- Data struggles with the social - Network scientists can map your interactions with the six co-workers you see during 76 percent of your days, but they can’t capture your devotion to the childhood friends you see twice a year, let alone Dante’s love for Beatrice, whom he met twice.
- Data struggles with context - People are really good at telling stories that weave together multiple causes and multiple contexts. Data analysis is pretty bad at narrative and emergent thinking, and it cannot match the explanatory suppleness of even a mediocre novel.
- Data creates bigger haystacks - This is a point Nassim Taleb, the author of “Antifragile,” has made. As we acquire more data, we have the ability to find many, many more statistically significant correlations. Most of these correlations are spurious and deceive us when we’re trying to understand a situation. Falsity grows exponentially the more data we collect. The haystack gets bigger, but the needle we are looking for is still buried deep inside.

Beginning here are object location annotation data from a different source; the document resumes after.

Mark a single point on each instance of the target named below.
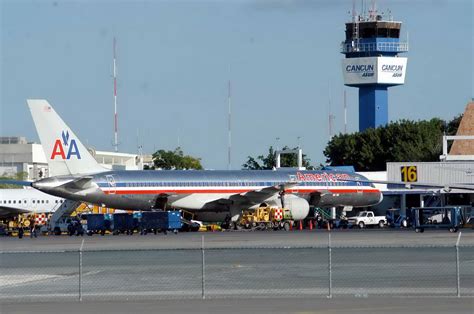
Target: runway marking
(13, 280)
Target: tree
(398, 141)
(175, 160)
(269, 161)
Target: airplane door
(111, 182)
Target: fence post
(330, 265)
(458, 288)
(80, 271)
(203, 273)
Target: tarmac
(243, 239)
(387, 305)
(372, 271)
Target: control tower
(372, 64)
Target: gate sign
(374, 70)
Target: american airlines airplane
(26, 201)
(77, 176)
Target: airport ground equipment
(396, 219)
(57, 222)
(96, 223)
(263, 218)
(367, 218)
(160, 221)
(122, 223)
(437, 218)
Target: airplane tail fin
(64, 152)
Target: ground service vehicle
(367, 218)
(267, 217)
(450, 218)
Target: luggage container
(160, 221)
(96, 224)
(122, 223)
(437, 218)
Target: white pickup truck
(367, 218)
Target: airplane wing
(16, 182)
(252, 197)
(409, 185)
(78, 184)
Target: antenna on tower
(345, 113)
(115, 99)
(331, 117)
(229, 165)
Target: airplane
(26, 201)
(76, 175)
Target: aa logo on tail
(60, 148)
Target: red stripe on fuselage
(235, 191)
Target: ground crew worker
(33, 228)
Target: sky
(174, 60)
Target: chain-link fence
(238, 272)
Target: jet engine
(298, 206)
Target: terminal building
(456, 166)
(17, 155)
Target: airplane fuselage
(211, 189)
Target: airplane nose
(49, 184)
(44, 184)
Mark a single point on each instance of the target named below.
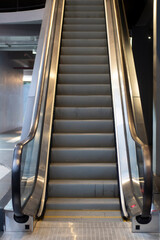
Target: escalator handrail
(17, 155)
(147, 166)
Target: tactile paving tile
(69, 229)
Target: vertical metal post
(156, 87)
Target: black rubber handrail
(22, 8)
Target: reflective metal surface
(26, 153)
(156, 87)
(41, 182)
(122, 151)
(136, 176)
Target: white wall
(11, 95)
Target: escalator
(83, 151)
(83, 158)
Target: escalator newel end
(21, 219)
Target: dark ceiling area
(20, 5)
(135, 9)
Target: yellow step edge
(82, 217)
(82, 210)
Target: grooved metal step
(83, 203)
(83, 126)
(83, 140)
(81, 14)
(84, 8)
(84, 78)
(83, 35)
(84, 2)
(84, 20)
(83, 101)
(83, 89)
(94, 59)
(83, 113)
(83, 188)
(83, 68)
(83, 171)
(83, 155)
(84, 27)
(84, 51)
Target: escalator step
(84, 27)
(83, 89)
(90, 59)
(83, 188)
(83, 203)
(83, 113)
(81, 14)
(83, 140)
(84, 2)
(83, 35)
(84, 8)
(84, 101)
(84, 21)
(84, 68)
(84, 171)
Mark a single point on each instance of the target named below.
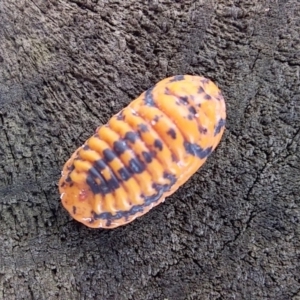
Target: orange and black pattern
(144, 153)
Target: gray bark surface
(231, 232)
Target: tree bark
(233, 231)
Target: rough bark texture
(233, 231)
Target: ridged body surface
(144, 153)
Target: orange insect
(144, 153)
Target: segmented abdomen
(144, 153)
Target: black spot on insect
(100, 165)
(96, 174)
(97, 188)
(124, 173)
(200, 90)
(170, 177)
(113, 183)
(105, 186)
(158, 144)
(192, 110)
(71, 168)
(120, 116)
(120, 147)
(167, 91)
(207, 97)
(109, 155)
(202, 130)
(196, 150)
(149, 101)
(147, 157)
(219, 126)
(68, 179)
(108, 222)
(184, 100)
(136, 166)
(143, 127)
(220, 96)
(172, 133)
(205, 80)
(177, 78)
(131, 136)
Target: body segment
(144, 153)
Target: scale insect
(144, 153)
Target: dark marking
(174, 158)
(109, 155)
(167, 91)
(149, 101)
(158, 144)
(95, 173)
(171, 177)
(131, 136)
(113, 183)
(171, 132)
(68, 179)
(147, 157)
(177, 78)
(100, 165)
(205, 80)
(156, 118)
(120, 147)
(218, 128)
(207, 97)
(196, 150)
(120, 116)
(124, 173)
(71, 168)
(136, 166)
(143, 127)
(160, 189)
(192, 110)
(202, 130)
(184, 100)
(105, 186)
(220, 96)
(96, 188)
(200, 90)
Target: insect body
(144, 153)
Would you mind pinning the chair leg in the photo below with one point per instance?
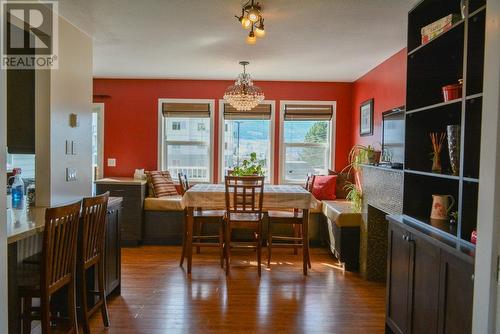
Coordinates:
(102, 293)
(269, 243)
(259, 248)
(199, 229)
(183, 254)
(227, 235)
(72, 306)
(296, 234)
(27, 315)
(84, 306)
(221, 243)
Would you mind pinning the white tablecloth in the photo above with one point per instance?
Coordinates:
(212, 196)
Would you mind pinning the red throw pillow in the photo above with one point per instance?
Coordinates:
(324, 187)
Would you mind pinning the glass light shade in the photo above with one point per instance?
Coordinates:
(246, 23)
(251, 39)
(253, 15)
(260, 32)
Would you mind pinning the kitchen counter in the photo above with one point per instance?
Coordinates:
(22, 224)
(121, 180)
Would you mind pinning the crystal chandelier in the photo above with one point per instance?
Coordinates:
(243, 95)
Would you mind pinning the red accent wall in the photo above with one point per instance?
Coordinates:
(386, 84)
(131, 115)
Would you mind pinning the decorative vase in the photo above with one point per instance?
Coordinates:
(436, 163)
(453, 132)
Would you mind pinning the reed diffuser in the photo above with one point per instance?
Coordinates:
(437, 140)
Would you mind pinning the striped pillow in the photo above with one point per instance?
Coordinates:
(161, 184)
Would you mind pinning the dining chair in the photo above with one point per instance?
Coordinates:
(57, 270)
(201, 217)
(244, 197)
(294, 218)
(91, 255)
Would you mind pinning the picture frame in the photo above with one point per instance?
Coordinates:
(366, 118)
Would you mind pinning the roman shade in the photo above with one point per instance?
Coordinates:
(190, 110)
(308, 112)
(261, 112)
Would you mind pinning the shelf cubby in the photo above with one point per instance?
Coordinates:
(438, 64)
(475, 53)
(472, 142)
(417, 203)
(469, 209)
(418, 144)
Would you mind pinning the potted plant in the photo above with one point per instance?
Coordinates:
(251, 167)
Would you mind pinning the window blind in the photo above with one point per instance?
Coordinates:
(308, 112)
(186, 110)
(261, 112)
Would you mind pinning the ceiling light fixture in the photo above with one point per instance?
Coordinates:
(251, 18)
(243, 95)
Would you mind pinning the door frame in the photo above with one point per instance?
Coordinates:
(488, 219)
(99, 108)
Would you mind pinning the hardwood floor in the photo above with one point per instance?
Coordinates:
(158, 297)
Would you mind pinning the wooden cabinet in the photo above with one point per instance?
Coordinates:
(113, 248)
(133, 193)
(429, 282)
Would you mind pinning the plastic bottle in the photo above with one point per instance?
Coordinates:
(17, 190)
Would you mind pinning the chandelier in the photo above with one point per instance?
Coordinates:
(243, 95)
(251, 19)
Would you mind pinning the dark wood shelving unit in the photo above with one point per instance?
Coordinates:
(456, 54)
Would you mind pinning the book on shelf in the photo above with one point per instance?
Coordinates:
(433, 30)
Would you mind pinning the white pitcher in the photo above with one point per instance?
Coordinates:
(441, 206)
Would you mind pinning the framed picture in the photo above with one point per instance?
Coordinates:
(366, 118)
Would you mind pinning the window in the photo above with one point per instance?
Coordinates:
(187, 135)
(244, 133)
(176, 126)
(307, 148)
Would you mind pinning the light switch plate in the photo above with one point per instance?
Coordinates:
(71, 174)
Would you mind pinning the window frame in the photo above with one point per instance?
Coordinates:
(331, 135)
(222, 132)
(162, 132)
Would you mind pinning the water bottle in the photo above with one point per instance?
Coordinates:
(17, 190)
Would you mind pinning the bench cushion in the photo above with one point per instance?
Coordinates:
(168, 203)
(342, 213)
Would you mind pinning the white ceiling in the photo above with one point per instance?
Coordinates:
(307, 40)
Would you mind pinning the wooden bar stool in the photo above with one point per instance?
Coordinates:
(91, 254)
(201, 217)
(295, 218)
(57, 270)
(244, 199)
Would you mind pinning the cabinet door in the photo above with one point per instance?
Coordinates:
(398, 275)
(113, 257)
(424, 286)
(456, 295)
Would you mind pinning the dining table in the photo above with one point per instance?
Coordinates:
(276, 197)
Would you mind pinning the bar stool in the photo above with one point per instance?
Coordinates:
(91, 255)
(244, 199)
(201, 217)
(57, 269)
(292, 217)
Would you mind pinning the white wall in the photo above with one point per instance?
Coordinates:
(61, 92)
(485, 286)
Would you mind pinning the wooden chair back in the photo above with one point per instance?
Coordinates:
(59, 246)
(184, 182)
(310, 182)
(244, 194)
(94, 214)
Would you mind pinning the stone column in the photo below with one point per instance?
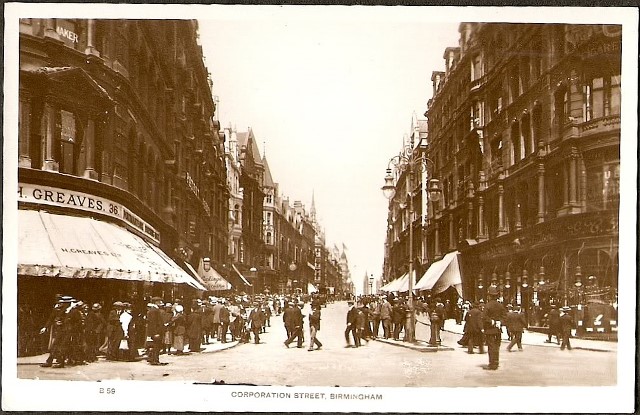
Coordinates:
(452, 242)
(541, 190)
(24, 115)
(48, 134)
(481, 235)
(501, 228)
(565, 186)
(89, 145)
(91, 36)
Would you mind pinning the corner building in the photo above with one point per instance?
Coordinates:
(524, 130)
(122, 182)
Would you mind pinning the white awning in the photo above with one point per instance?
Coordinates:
(51, 245)
(212, 279)
(246, 282)
(442, 275)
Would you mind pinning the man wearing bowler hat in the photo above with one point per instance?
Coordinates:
(155, 330)
(494, 315)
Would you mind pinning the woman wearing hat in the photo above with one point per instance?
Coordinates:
(566, 323)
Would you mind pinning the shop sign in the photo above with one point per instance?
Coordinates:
(52, 196)
(196, 191)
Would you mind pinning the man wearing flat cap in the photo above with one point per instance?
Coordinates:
(114, 330)
(494, 315)
(95, 325)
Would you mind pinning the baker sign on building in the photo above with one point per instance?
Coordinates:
(52, 196)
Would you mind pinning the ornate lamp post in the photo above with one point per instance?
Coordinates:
(408, 161)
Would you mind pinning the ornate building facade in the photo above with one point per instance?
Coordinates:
(524, 130)
(116, 127)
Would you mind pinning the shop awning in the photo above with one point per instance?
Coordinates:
(212, 279)
(64, 246)
(244, 280)
(442, 275)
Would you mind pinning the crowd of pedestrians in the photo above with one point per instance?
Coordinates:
(80, 333)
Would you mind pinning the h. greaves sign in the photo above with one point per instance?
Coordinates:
(53, 196)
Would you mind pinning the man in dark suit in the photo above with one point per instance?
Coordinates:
(296, 327)
(516, 323)
(351, 325)
(256, 321)
(474, 329)
(287, 317)
(494, 316)
(553, 319)
(566, 324)
(155, 330)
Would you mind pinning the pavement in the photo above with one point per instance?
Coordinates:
(529, 338)
(206, 348)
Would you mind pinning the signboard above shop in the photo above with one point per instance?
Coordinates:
(53, 196)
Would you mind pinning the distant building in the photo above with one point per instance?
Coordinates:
(524, 130)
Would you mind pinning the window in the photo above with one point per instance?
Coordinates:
(67, 142)
(603, 189)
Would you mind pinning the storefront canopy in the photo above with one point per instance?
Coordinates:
(442, 275)
(64, 246)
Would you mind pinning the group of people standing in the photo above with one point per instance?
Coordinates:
(294, 323)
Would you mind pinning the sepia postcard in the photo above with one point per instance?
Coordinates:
(253, 208)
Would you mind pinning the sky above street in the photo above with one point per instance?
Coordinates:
(329, 97)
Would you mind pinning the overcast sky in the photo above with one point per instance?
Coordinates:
(331, 97)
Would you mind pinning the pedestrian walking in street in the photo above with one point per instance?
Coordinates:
(435, 321)
(194, 324)
(207, 322)
(287, 318)
(494, 316)
(167, 338)
(351, 325)
(376, 308)
(256, 322)
(553, 320)
(225, 319)
(55, 324)
(361, 324)
(296, 326)
(314, 327)
(154, 331)
(95, 325)
(217, 307)
(516, 323)
(474, 329)
(566, 324)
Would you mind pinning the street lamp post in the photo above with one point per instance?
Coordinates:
(407, 161)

- Big data has trouble with big problems - For example, we’ve had huge debates over the best economic stimulus, with mountains of data, and as far as I know not a single major player in this debate has been persuaded by data to switch sides.
- Data favors memes over masterpieces - Data analysis can detect when large numbers of people take an instant liking to some cultural product. But many important (and profitable) products are hated initially because they are unfamiliar.
- Data obscures values - One of the points was that data is never raw; it’s always structured according to somebody’s predispositions and values.